Долгая пауза. Наверное, она произносит про себя целый монолог, который в переводе на мой язык исчерпывается одним-единственным словом: «Осел»!

— Если позволите, сударыня, — заговорил я, наконец, — как вы пришли к подобным… подобным идеям?

— Очень просто. Мой отец был человек разумный. Меня с самой колыбели окружали копии античных статуй, в десять лет я читала Жиль Блаза, в двенадцать — «Орлеанскую девственницу». Я считала своими друзьями Венеру и Аполлона, Геракла и Лаокоона, как другие в детстве — Мальчика-с-Пальчика, Синюю Бороду и Золушку. Мой муж был человек веселый, жизнерадостный, даже неизлечимая болезнь, постигшая его вскоре после нашей свадьбы, никогда не могла надолго омрачить его чело. Даже в ночь накануне своей смерти он взял меня к себе в постель, а в течение долгих месяцев, которые он провел, умирая, в своем кресле на колесиках, он часто в шутку спрашивал меня: «Ну что, есть у тебя уже поклонник?» Я загоралась от стыда. «Не обманывай меня, — прибавил он однажды, — я посчитал бы это отвратительным. А красивого мужчину ты себе найди, или лучше сразу нескольких. Ты чудесная женщина, но при этом еще наполовину ребенок, — ты нуждаешься в игрушках».
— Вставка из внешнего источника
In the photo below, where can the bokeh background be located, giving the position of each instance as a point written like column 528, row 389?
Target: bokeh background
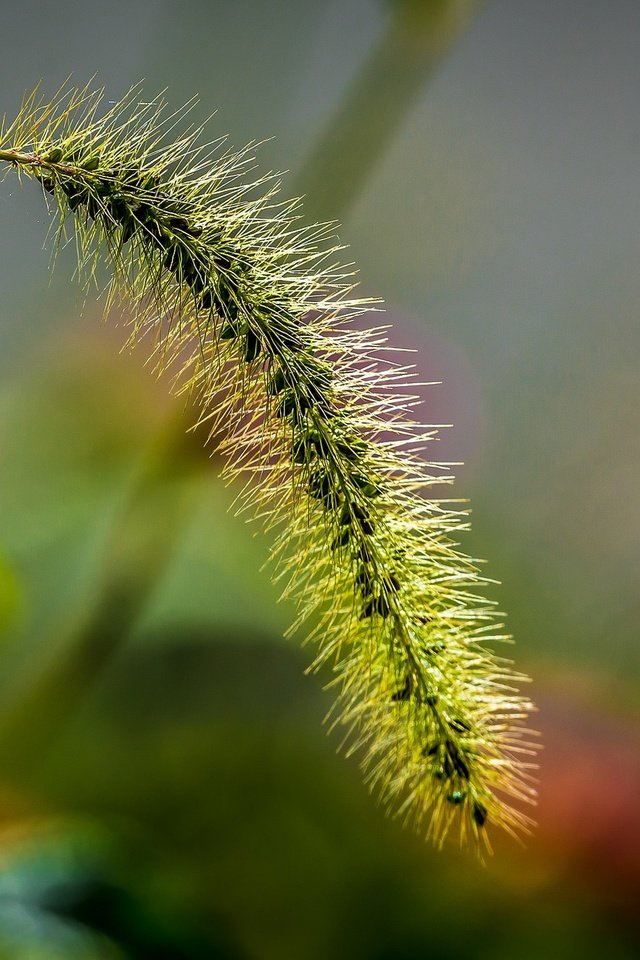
column 166, row 786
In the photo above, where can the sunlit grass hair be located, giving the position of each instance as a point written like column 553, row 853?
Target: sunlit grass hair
column 315, row 418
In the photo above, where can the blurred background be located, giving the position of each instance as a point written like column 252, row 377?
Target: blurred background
column 167, row 788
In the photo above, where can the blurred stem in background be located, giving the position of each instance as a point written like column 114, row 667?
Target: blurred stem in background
column 418, row 34
column 138, row 550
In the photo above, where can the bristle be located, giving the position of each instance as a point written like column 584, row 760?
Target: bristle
column 316, row 419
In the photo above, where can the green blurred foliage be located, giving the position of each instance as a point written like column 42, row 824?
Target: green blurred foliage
column 166, row 781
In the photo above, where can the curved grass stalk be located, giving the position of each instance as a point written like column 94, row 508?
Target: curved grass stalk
column 258, row 313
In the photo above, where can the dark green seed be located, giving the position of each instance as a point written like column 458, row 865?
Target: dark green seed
column 301, row 452
column 459, row 726
column 129, row 227
column 404, row 694
column 276, row 383
column 206, row 298
column 341, row 539
column 229, row 332
column 368, row 487
column 54, row 155
column 456, row 797
column 377, row 605
column 252, row 347
column 172, row 258
column 479, row 813
column 287, row 405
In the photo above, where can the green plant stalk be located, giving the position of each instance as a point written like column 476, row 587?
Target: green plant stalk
column 259, row 315
column 418, row 35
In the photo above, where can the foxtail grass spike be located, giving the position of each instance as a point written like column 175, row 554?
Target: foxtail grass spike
column 313, row 414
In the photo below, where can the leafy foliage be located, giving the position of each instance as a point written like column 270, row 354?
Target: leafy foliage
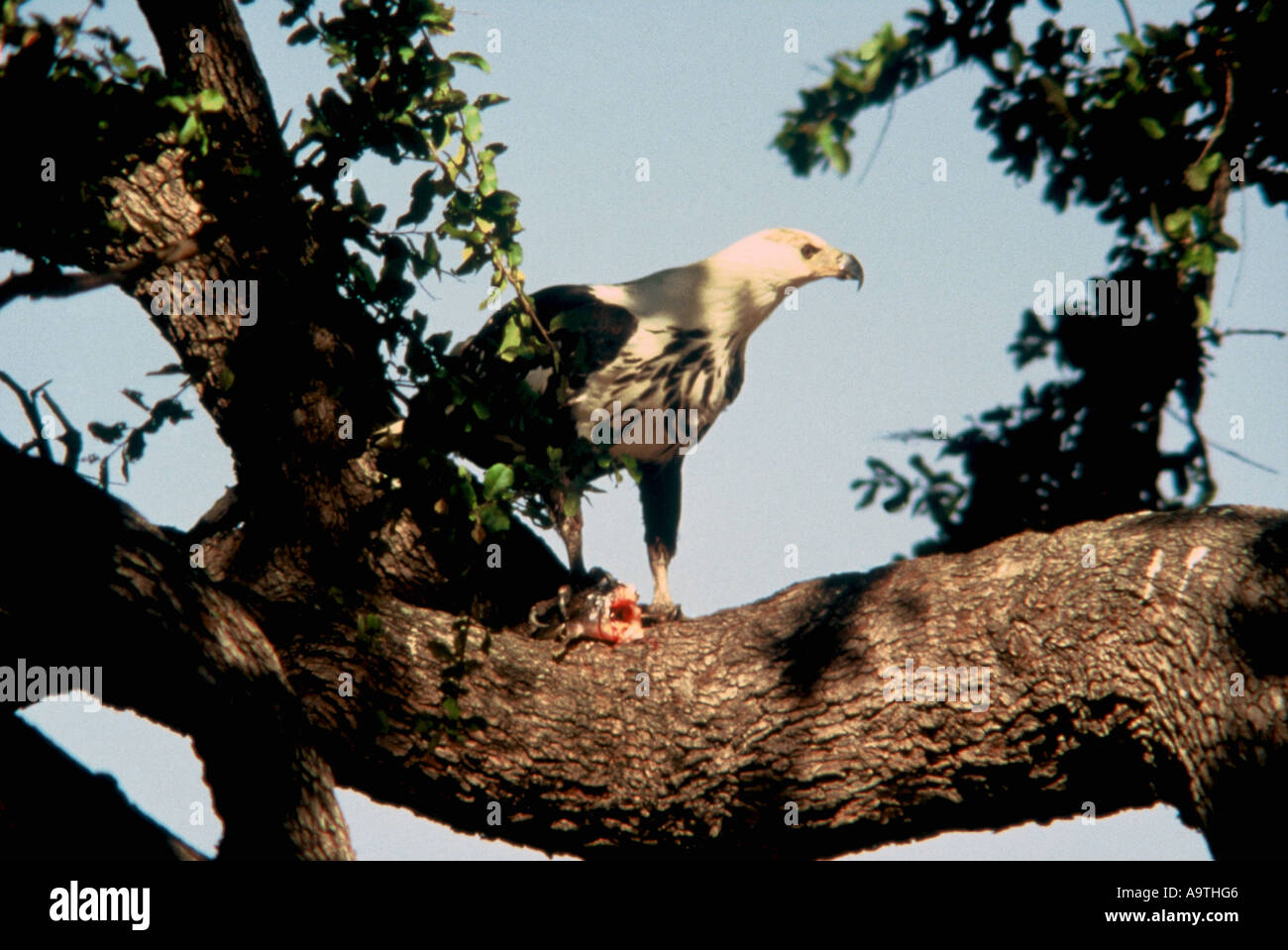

Наверное, вам не нужно говорить, что, пока он был жив, у меня не было никаких поклонников, — но довольно об этом; короче, он воспитал меня такой, какая я теперь: гречанкой.

— Богиней… — поправил я. Она улыбнулась:

— Какой именно?

— Венерой!

Она погрозила мне пальцем и нахмурила брови.

— И даже «Венерой в мехах»… Погодите-же — у меня есть большая-пребольшая меховая шуба, которой я могу укрыть вас всего: я поймаю вас в нее, как в сеть.

— И вы полагаете, — быстро заговорил я, так как меня осенила мысль, показавшаяся мне, при всей ее простоте и банальности, очень дельной, — вы полагаете, что ваши идеи возможно проводить в наше время? Что Венера может безвозбранно разгуливать во всей своей неприкрытой красоте среди железных дорог и телеграфов?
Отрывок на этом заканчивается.